Eva Oliveira viaja, de três em três meses, entre a Alemanha — onde o P3 a encontrou — e a Palestina, devido ao seu mestrado, dedicado à identidade dos palestinianos que vivem em Israel. Sobre a adaptação, afirma sentir-se “mais em casa na Palestina do que na Alemanha”. Para além da sua língua materna, fala castelhano, francês, italiano, inglês, alemão, árabe e está a tentar aprender hebraico.
Como vive uma portuguesa na Palestina?
Sinto-me mais em casa na Palestina do que na Alemanha. Culturalmente, há muitas afinidades com Portugal. O intenso convívio entre familiares é um exemplo disso.
E como mulher, sentiste dificuldades na adaptação a uma sociedade árabe?
As mulheres não são ostracizadas como se pensa no Ocidente. Muitas das tarefas ficam a cargo dos homens.
Tens muita preocupação com o que vestes?
Tento não usar roupas que deixem os ombros ou os joelhos descobertos. À excepção desse aspecto, posso vestir-me como quiser. As palestinianas cristãs, por exemplo, vestem-se de forma liberal, pelo que é possível encontrar todos os estilos de roupa. E tenho uma vantagem: muitas pessoas pensam que sou uma palestiniana refugiada, pela minha aparência e pelo meu árabe imperfeito. Se tivesse um ar mais “nórdico”, a minha presença seria muito mais notada.

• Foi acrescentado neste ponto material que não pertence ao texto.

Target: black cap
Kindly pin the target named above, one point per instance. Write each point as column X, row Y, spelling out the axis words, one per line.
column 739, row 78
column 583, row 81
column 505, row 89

Como encaras a questão do véu?
Muitas mulheres sentem-se “despidas”, sem o véu. Outras não o usam. Quanto mais alta a classe social, menor o número de mulheres a usar o véu. Em algumas zonas rurais, há mais conservadorismo, nos hábitos, mas isso é como em Portugal. Esta é a realidade palestiniana. Na Arábia Saudita, por exemplo, é diferente.
Porquê a Palestina?
Quando estive na Síria, tive um professor de Árabe que era refugiado palestiniano. Vivia num quarto com os pais e oito irmãos e, enquanto contava a sua história, chorou. Nas sociedades árabes, o choro, num homem, é altamente reprimido. Para além deste episódio, outros, em que fui conhecendo palestinianos e fui explorando bibliografia sobre o assunto, despertaram a minha curiosidade sobre o tema.
Qual é o tema da tua tese?
Em palavras simples, tem a ver com a identidade nos palestinianos que vivem em Israel. Pouca gente sabe, mas 20% da população israelita é palestiniana. Quando o Estado de Israel foi fundado, 800 mil palestinianos tornaram-se refugiados, enquanto que 600 mil ficaram em Israel e foram registados como israelitas. Nesta faixa da população, há uma crise de identidade: muitos não sabem se são palestinianos, israelitas ou “árabes”, como são denominados pelo Estado. A coexistência com base na igualdade de direitos, entre comunidades, é impossível porque as leis chegam a ser racistas.
Como encaras o problema israelo-palestiniano?
Duvido que vá acontecer algo de extraordinário porque o povo palestiniano está cansado e resignado com a situação. Para além disso, não está organizado e a classe política que o representa não defende os seus interesses junto de Israel.
Como vives a situação de Portugal, a partir da Alemanha?
Estou muito preocupada e não sinto que os portugueses sejam capazes de colocar as diferenças ideológicas de parte para lutarem pelo bem comum. Na Alemanha, está muito enraizada a ideia de que os portugueses e os gregos viveram uma festa paga pelo contribuinte alemão. Houve um alemão que chegou a escrever-me, dando conta da sua revolta por “ter que pagar a festa dos portugueses e dos gregos”.
Como vês o teu futuro?
Pretendo fazer um doutoramento, pelo que antevejo mais cinco anos a viajar. Sou uma verdadeira nómada: quando estou num lugar, sinto saudades dos outros lugares e das pessoas que lá deixei.